Here’s how the scheme worked, according to Neronha.
A food stamp recipient would attempt to make a small purchase and would then request cash back. The retailer would then provide the person with the money and usually pocket the same amount that was disbursed.
In one example, Neronha said an undercover agent purchased just under $4 in food and drinks and received $80 in cash. The retailer then took $85 for himself, costing SNAP more than $168 in one single transaction.
“This was $3 million in fraud $160 at a time,” Neronha said during a press conference.
Neronha said it is not believed that all of the nine people charged were working together. He said they face a wide range of federal charges, including conspiracy to defraud the United States; SNAP benefit fraud; wire fraud; money laundering; and filing a false tax return. If convicted, they face maximum sentences of between five and 20 years in prison and fines of $250,000 and $500,000.
Six people were charged by way of indictment, including Mustafa Al Kabouni, 52, Cranston; Mohamad Barbour, 53, North Providence; Mohamad Amir Al Kabouni, 43; Mohamad Eid Al Kabouni, 22, Cranston; Amir Rasheed, 33, Flushing, NY; and Karuna Mehta, 43, North Smithfield.
Three others were charged by information and have already agreed to plead guilty, including Cristiana Ramirez, 37, Providence; Glenda Lopez, 39, West Warwick; and Farhan Mustafa, 37, Providence.
The five Providence stores where the transactions took place included Corner Store, 549 Broad Street; Regency Mart, 3 Regency Plaza; Stop & Go, 776 Douglas Avenue; Dugout Convenience Store, 97 Burnside Street; and Cristina’s Market, 524 Smith Street.

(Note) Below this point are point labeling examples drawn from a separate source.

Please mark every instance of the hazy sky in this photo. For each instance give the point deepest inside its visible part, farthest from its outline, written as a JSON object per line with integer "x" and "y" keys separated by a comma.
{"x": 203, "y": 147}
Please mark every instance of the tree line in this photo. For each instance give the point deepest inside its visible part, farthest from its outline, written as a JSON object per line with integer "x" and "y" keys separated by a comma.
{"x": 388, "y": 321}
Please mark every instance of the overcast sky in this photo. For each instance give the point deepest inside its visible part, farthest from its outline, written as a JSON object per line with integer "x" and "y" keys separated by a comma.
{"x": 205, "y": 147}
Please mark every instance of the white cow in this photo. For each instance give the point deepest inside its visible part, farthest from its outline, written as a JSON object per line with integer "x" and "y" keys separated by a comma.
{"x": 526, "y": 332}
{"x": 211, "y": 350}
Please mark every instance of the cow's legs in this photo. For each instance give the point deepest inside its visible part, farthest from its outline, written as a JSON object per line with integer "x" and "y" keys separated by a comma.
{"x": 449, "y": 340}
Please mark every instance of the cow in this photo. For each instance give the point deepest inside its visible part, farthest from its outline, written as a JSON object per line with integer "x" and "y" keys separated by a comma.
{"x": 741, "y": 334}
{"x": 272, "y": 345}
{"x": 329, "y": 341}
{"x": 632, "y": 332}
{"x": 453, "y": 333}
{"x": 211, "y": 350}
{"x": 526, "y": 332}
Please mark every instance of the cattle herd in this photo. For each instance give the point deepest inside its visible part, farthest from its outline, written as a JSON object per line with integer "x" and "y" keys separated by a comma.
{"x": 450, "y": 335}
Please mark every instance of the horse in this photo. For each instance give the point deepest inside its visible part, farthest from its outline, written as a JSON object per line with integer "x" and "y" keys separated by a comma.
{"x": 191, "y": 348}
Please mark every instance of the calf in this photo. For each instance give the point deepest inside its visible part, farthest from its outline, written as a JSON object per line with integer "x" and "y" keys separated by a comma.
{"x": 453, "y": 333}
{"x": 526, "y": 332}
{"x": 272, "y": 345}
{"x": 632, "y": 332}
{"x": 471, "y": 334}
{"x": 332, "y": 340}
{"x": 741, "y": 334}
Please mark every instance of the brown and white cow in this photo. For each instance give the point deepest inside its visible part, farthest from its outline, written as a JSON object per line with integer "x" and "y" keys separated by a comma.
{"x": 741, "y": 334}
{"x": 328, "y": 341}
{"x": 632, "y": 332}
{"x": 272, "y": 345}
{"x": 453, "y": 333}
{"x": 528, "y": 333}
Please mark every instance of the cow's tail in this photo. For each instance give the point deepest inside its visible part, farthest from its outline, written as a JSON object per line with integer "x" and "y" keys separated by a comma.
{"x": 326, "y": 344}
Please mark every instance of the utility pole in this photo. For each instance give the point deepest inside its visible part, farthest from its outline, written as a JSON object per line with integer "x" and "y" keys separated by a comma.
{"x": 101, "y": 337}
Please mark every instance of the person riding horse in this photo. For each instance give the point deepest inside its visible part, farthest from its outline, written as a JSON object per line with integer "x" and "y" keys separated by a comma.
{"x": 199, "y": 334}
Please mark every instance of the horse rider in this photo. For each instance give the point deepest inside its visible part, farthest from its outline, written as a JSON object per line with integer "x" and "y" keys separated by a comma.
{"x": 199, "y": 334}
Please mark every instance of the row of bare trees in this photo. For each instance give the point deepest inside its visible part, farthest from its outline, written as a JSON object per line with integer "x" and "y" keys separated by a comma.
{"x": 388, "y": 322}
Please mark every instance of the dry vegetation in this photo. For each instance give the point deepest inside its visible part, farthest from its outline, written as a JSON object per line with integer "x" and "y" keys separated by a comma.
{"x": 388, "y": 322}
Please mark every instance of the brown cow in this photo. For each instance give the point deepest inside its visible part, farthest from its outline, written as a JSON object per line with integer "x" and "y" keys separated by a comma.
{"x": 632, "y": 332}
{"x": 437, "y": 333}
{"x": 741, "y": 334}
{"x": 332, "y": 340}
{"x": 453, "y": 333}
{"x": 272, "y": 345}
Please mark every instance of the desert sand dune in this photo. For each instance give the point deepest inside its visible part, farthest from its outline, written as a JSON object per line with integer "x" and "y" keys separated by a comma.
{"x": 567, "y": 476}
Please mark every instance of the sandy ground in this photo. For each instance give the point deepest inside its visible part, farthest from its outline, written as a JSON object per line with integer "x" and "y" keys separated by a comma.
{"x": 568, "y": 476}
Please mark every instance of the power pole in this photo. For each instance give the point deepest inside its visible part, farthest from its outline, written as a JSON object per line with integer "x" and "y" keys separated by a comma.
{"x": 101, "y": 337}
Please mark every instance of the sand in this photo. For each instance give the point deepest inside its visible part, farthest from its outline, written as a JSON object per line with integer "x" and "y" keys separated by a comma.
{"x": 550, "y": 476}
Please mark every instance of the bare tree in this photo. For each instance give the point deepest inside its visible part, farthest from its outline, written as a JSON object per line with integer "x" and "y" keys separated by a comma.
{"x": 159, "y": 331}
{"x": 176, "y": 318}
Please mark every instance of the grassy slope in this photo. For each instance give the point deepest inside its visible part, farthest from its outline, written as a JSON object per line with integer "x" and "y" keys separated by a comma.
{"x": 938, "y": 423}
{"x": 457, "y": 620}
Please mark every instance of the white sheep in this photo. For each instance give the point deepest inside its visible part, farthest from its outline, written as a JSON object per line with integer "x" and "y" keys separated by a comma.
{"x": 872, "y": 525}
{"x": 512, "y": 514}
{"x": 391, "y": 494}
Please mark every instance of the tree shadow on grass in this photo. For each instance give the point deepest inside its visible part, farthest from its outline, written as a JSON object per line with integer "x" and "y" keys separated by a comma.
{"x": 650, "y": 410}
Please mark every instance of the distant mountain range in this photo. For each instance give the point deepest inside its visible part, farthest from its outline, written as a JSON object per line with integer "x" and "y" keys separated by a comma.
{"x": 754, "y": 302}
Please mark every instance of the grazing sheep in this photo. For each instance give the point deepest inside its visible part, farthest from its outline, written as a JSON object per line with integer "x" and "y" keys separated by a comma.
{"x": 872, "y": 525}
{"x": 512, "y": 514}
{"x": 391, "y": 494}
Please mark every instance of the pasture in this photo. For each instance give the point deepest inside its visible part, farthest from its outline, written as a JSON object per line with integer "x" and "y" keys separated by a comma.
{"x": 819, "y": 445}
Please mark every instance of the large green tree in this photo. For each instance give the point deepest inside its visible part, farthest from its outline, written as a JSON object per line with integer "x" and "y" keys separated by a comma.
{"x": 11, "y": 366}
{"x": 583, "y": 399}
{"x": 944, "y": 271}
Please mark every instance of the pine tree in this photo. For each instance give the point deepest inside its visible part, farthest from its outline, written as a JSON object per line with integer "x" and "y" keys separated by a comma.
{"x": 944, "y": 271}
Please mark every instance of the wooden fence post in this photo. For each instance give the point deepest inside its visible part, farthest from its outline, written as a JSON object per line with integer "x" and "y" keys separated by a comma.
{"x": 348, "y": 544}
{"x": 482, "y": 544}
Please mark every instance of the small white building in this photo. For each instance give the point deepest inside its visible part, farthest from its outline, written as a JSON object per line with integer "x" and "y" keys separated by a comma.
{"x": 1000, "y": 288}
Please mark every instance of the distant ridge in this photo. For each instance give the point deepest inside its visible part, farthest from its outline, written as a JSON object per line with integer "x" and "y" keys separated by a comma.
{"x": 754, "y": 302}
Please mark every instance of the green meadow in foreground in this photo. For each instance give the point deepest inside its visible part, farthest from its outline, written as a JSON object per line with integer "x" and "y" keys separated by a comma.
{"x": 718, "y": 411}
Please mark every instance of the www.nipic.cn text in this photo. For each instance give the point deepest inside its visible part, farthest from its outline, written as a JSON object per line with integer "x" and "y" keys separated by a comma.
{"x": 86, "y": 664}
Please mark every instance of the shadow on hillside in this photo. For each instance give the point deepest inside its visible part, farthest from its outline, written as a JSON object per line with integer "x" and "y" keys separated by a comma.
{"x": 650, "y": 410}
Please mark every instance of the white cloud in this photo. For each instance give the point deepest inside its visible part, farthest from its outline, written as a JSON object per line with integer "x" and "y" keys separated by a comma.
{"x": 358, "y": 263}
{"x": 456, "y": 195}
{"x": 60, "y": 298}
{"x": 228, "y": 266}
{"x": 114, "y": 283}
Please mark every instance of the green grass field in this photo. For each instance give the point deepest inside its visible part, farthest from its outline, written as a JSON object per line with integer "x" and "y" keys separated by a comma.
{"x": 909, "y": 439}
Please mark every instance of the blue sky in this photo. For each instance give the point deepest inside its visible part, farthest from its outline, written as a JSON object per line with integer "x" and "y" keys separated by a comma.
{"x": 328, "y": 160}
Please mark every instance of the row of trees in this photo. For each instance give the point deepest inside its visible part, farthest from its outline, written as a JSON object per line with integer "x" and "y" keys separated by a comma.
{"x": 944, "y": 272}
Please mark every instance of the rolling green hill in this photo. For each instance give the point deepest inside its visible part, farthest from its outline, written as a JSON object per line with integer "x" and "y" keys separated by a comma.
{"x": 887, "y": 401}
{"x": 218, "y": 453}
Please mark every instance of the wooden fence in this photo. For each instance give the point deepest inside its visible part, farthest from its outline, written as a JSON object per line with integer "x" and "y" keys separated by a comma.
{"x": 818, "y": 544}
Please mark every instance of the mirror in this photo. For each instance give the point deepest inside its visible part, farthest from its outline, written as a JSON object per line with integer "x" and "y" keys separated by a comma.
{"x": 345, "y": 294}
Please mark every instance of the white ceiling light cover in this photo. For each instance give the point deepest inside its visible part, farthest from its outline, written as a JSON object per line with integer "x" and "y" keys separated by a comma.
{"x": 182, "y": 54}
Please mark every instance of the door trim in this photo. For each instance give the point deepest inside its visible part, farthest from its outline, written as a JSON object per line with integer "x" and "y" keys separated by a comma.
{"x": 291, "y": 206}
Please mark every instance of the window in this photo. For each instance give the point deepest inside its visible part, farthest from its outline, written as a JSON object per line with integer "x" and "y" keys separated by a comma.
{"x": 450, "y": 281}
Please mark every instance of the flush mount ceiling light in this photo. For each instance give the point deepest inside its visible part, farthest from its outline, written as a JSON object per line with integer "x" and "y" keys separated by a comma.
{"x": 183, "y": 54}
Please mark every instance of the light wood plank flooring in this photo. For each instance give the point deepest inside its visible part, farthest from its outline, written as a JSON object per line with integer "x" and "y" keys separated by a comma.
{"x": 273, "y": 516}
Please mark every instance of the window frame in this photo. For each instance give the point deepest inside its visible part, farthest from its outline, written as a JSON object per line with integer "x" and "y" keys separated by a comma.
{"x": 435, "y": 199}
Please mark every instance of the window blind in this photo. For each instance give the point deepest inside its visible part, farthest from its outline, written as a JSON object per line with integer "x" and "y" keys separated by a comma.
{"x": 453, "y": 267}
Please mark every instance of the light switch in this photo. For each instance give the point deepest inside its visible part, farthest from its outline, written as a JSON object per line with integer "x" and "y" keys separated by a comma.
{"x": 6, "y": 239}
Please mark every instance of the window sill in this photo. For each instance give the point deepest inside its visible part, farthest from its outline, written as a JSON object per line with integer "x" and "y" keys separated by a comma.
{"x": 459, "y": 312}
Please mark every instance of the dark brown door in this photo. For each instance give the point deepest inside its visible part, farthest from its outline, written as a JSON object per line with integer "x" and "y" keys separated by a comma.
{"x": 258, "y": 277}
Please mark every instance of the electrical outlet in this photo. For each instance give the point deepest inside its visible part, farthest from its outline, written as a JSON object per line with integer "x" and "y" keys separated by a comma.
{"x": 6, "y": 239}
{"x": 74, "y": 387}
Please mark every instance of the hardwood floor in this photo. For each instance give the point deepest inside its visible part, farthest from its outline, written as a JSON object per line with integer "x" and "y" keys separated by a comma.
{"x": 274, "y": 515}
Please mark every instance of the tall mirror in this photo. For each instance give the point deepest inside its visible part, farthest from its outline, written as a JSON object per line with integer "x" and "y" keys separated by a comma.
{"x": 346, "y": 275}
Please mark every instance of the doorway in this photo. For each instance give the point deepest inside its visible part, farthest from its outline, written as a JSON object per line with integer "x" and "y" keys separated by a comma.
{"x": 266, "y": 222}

During the course of the two-year investigation, Neronha said 37 food stamp retailers in the state were disqualified from accepting EBT cards and 15 others were sanctioned for violating the program’s laws and regulations. There were 1,014 certified SNAP retailers in Rhode Island as of March, according to the U.S. Department of Agriculture.
“As long as I’m U.S. Attorney, this kind of fraud will be a priority for the office,” Neronha said.
As of July, there were 101,070 households in Rhode Island receiving SNAP benefits, according to the state Department of Health and Human Services. The average monthly benefit per household is $249. Individuals qualify for the SNAP program if their monthly income is less than 185% of the federal poverty level – approximately $36,000 annually for a family of three.
Approximately 8% of the nation’s food stamp retailers engaged in food trafficking between 2006 and 2008, according to data published by the USDA. During the 2011-12 fiscal year, 1,400 stores across the country were permanently disqualified for trafficking and nearly 700 stores were sanctioned.
Last year, Syed Shah, a Providence convenience store, was sentenced to six months home confinement and ordered to repay $648,000 for his role in a scheme that involved allowing customers to redeem their benefits for cash and other ineligible items. Shah admitted that he used the fraudulent money to lead an extravagant lifestyle, including paying nearly $77,000 in cash for a new Mercedes.